Sebenarnya premis yang ada di balik respon semacam di atas mensyaratkan dua hal: Pertama, bahwa Gereja lahir dari Alkitab sehingga hanya dapat dijelaskan oleh Alkitab. Kedua, bahwa Alkitab adalah satu-satunya catatan pewahyuan kebenaran Allah. Tapi benarkah demikian? Mari kita lihat satu-persatu.
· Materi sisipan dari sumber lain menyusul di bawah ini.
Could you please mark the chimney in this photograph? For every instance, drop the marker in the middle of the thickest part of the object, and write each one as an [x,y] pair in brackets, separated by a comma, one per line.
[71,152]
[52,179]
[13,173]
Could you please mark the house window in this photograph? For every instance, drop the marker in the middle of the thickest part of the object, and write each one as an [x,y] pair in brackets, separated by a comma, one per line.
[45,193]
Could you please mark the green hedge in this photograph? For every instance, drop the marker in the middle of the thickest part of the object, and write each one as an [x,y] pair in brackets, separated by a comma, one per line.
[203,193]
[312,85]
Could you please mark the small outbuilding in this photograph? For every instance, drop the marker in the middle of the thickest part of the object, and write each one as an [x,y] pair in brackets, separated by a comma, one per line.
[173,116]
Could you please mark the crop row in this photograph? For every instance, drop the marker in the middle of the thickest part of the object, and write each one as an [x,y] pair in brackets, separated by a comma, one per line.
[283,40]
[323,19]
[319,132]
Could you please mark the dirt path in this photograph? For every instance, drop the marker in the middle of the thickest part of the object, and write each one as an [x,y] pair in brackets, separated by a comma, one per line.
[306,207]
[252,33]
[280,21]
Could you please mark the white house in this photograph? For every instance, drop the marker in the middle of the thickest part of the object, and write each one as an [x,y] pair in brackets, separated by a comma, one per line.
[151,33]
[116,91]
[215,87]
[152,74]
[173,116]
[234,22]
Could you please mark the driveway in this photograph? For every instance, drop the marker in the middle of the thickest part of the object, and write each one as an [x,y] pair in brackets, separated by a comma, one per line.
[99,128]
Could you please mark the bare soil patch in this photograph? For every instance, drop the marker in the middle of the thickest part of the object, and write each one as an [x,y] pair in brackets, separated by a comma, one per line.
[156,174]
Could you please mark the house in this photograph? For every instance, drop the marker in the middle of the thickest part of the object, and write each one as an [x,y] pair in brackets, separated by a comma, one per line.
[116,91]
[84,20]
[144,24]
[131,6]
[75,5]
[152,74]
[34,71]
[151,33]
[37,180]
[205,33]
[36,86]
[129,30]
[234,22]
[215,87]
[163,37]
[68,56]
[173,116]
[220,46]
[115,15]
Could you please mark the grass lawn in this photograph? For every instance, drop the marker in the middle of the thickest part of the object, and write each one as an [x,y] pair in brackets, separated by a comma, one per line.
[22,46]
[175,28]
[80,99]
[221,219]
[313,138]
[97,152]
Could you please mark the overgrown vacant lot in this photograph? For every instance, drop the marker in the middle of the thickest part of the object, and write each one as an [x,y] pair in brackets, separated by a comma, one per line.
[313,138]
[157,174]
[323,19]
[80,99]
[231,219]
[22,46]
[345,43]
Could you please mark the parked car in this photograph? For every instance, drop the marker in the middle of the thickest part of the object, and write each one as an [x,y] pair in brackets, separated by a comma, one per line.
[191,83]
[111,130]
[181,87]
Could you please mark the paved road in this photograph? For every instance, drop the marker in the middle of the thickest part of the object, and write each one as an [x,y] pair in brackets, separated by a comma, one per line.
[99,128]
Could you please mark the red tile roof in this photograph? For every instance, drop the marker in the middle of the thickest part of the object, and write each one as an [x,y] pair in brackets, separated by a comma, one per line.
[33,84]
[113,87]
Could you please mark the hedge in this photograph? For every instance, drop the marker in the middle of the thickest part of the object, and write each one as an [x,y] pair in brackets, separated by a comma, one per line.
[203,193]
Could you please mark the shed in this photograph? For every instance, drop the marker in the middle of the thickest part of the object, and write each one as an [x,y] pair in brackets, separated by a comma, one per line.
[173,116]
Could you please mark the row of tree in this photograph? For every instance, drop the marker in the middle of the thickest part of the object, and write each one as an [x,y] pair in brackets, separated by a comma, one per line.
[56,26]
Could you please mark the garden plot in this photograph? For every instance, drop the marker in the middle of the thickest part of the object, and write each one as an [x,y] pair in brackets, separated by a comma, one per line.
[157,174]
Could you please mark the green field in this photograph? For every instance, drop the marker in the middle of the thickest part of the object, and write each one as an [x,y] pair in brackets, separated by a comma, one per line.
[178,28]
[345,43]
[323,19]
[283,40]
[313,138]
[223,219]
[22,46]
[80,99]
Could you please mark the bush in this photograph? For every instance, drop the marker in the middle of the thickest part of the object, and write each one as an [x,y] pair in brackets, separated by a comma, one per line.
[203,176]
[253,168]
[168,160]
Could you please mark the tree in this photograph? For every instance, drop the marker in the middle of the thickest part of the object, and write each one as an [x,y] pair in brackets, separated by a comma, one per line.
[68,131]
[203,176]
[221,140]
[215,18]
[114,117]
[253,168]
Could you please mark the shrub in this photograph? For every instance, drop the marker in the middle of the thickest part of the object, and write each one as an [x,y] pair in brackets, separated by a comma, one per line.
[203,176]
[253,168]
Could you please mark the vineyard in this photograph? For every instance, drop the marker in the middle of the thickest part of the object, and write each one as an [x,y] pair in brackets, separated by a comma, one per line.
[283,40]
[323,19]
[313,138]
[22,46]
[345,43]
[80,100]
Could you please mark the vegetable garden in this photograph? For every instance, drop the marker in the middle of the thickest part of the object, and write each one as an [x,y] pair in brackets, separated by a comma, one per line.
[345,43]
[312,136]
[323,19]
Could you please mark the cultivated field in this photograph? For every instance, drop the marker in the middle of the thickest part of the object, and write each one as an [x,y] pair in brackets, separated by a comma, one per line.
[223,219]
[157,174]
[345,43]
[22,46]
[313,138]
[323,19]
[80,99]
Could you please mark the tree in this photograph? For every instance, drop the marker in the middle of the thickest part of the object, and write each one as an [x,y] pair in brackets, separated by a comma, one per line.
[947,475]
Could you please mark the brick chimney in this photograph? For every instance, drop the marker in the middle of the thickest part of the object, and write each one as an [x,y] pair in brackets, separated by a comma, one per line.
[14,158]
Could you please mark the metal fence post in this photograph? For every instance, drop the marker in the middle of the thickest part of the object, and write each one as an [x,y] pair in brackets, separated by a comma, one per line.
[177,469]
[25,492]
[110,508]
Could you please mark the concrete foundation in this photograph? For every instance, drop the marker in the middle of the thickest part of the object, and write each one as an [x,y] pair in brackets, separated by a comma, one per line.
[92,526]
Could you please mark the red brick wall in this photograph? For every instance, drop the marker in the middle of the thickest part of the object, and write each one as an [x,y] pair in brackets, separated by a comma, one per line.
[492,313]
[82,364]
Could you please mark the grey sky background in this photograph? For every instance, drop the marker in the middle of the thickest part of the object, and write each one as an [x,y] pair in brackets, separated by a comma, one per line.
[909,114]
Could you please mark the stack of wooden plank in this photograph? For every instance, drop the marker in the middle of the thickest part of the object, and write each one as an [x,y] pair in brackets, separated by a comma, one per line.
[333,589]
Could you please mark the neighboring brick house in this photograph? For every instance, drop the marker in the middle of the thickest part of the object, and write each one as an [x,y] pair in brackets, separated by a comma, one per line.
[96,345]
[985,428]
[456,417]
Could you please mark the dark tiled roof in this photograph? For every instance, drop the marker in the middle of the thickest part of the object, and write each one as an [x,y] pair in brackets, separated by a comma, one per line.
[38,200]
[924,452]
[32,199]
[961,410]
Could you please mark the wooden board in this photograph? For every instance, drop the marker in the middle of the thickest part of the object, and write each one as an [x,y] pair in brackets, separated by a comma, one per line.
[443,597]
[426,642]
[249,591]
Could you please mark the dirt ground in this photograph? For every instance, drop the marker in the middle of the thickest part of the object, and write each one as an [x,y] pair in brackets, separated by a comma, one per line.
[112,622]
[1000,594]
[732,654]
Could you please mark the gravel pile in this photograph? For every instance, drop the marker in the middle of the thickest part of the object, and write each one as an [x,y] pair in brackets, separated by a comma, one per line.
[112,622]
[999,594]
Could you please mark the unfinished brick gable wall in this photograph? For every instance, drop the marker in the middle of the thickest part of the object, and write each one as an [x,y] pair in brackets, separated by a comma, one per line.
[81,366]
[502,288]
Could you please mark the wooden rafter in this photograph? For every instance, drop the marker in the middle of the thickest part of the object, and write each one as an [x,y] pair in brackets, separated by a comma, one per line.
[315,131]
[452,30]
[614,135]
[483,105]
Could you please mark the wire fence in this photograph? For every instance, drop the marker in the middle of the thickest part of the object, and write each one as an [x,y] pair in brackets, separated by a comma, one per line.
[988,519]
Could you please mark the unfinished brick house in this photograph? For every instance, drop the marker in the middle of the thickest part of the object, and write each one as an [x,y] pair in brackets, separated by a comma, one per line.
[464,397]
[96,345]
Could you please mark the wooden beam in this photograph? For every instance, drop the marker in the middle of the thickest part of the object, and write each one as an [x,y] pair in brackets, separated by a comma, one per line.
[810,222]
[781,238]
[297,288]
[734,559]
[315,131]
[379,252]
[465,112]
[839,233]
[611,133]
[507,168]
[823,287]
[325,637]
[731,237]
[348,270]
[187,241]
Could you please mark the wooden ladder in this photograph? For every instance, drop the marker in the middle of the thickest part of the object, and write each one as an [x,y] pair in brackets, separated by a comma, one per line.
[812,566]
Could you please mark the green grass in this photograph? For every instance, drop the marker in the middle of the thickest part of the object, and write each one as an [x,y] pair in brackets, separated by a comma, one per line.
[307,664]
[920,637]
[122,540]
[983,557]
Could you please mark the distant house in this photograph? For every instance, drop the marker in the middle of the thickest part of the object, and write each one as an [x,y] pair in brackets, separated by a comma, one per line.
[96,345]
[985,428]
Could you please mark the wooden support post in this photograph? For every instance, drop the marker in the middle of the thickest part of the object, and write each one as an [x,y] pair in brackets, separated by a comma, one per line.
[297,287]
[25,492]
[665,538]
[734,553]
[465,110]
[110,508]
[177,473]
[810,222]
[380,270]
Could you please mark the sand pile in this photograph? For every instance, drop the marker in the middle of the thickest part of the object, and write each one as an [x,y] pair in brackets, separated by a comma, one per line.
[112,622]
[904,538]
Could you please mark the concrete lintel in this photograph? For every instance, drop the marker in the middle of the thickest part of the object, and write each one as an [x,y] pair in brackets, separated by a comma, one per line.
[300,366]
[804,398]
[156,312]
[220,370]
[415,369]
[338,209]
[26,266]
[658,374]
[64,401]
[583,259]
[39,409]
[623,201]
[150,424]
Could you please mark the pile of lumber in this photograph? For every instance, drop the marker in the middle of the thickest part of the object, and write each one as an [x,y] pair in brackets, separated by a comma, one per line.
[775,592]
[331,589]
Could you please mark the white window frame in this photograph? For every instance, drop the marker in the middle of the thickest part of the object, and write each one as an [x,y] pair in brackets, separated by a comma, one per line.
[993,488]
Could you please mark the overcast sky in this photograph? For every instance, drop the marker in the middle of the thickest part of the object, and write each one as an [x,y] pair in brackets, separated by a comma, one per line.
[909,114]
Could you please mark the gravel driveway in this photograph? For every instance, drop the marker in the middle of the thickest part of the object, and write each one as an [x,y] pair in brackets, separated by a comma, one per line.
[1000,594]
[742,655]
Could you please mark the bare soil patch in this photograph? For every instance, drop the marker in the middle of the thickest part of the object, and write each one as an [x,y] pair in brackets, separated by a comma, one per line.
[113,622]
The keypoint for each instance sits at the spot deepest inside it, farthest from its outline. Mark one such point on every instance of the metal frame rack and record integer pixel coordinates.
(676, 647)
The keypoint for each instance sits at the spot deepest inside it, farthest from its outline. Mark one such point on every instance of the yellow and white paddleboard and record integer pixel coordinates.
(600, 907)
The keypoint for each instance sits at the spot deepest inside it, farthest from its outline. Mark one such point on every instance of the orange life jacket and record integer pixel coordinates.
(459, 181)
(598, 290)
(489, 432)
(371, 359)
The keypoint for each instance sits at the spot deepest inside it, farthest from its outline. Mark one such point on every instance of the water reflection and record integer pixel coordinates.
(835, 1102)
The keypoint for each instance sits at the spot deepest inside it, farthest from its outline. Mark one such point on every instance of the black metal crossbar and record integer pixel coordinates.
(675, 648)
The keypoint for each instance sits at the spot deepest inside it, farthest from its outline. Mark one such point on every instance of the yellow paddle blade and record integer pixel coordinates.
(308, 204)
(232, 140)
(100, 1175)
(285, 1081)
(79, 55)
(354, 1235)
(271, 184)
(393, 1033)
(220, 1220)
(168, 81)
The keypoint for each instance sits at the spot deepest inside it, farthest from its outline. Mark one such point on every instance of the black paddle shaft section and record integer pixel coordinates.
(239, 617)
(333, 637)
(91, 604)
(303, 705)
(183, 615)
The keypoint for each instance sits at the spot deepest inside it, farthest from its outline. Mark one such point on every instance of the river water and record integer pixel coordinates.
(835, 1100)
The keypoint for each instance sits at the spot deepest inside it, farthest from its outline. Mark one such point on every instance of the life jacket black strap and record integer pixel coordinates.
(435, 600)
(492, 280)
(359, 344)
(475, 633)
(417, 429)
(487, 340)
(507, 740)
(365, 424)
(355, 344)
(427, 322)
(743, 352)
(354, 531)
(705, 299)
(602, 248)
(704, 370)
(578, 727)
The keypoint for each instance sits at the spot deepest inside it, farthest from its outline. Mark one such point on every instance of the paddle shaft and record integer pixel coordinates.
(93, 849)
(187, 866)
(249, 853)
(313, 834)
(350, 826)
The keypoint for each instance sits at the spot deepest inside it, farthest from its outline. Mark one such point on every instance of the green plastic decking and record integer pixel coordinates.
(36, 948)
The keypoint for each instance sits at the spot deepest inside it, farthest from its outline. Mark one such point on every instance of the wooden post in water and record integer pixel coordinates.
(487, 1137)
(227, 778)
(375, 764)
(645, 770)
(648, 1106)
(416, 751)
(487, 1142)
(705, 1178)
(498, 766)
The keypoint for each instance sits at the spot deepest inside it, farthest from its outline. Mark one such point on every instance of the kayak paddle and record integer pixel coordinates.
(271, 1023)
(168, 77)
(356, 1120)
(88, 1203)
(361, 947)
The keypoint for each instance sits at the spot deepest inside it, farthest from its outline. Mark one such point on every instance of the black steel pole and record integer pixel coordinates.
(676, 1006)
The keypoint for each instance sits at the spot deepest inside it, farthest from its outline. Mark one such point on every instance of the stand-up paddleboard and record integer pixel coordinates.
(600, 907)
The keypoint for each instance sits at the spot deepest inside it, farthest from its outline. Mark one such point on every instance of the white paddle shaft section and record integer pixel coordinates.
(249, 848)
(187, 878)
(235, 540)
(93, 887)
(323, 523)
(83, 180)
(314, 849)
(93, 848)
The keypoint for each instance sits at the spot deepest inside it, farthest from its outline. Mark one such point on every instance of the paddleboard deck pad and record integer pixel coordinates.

Premis bahwa Gereja berdiri di atas Alkitab atau lahir dari Alkitab sehingga hanya dapat dijelaskan atau didefinisikan oleh Alkitab adalah keliru. Mengapa? Karena ketika Gereja pertama kali berdiri, Perjanjian Baru belum ada. Setelah lahirnya Gereja pada Hari Pentakosta, para rasul berkeliling untuk mengabarkan Injil dan mengajar orang-orang utamanya melalui khotbah dan pengajaran-pengajaran mereka, yaitu tradisi lisan. Penting untuk diingat bahwa setelah Kristus naik ke Sorga, para Rasul tidak langsung mulai menuliskan apa-apa yang pernah dikatakan atau diajarkan Kristus. Yang mereka lakukan justru adalah mendedikasikan waktu dan hidup mereka untuk menginjil, membaptis dan mengajar petobat-petobat baru, dan menetapkan pemimpin-pemimpin di berbagai komunitas gereja yang mereka rintis. Dalam perjalanan pelayanan mereka, demi mengatasi berbagai masalah yang muncul di berbagai gereja lokal inilah mereka menulis surat-surat dan kemudian juga menulis kitab-kitab Injil. Ini menunjukkan bahwa Gereja Purba bergantung kepada pengajaran lisan (Tradisi Lisan) dari para Rasul terkait pengetahuan mereka mengenai Kristus (Kis 2:42). Rasul Paulus dalam suratnya yang kedua kepada gereja di Tesalonika pasal 2:15 menyatakan dengan jelas sebagai berikut: “Sebab itu, saudara-saudara, berdirilah teguh dan berpeganglah pada tradisi-tradisi (Yun: παραδοσεις/paradosis; LAI menerjemahkannya sebagai “ajaran-ajaran”) yang kamu terima dari kami, baik secara lisan, maupun secara tertulis”. Demikianlah, orang-orang Kristen awal tidak membedakan antara Tradisi Lisan dan Tradisi Tertulis (Kitab Suci), dan memandang keduanya memiliki otoritas rasuliah yang sama. Tradisi-tradisi tertulis inilah yang di kemudian hari dikompilasi dan dikanonisasi menjadi Alkitab Perjanjian Baru sebagaimana yang kita kenal sekarang. Alkitab lahir dari kesaksian hidup Gereja yang sudah ada pada zaman itu. Jadi, Alkitablah yang lahir dari Gereja dan bukan Gereja yang lahir dari Alkitab.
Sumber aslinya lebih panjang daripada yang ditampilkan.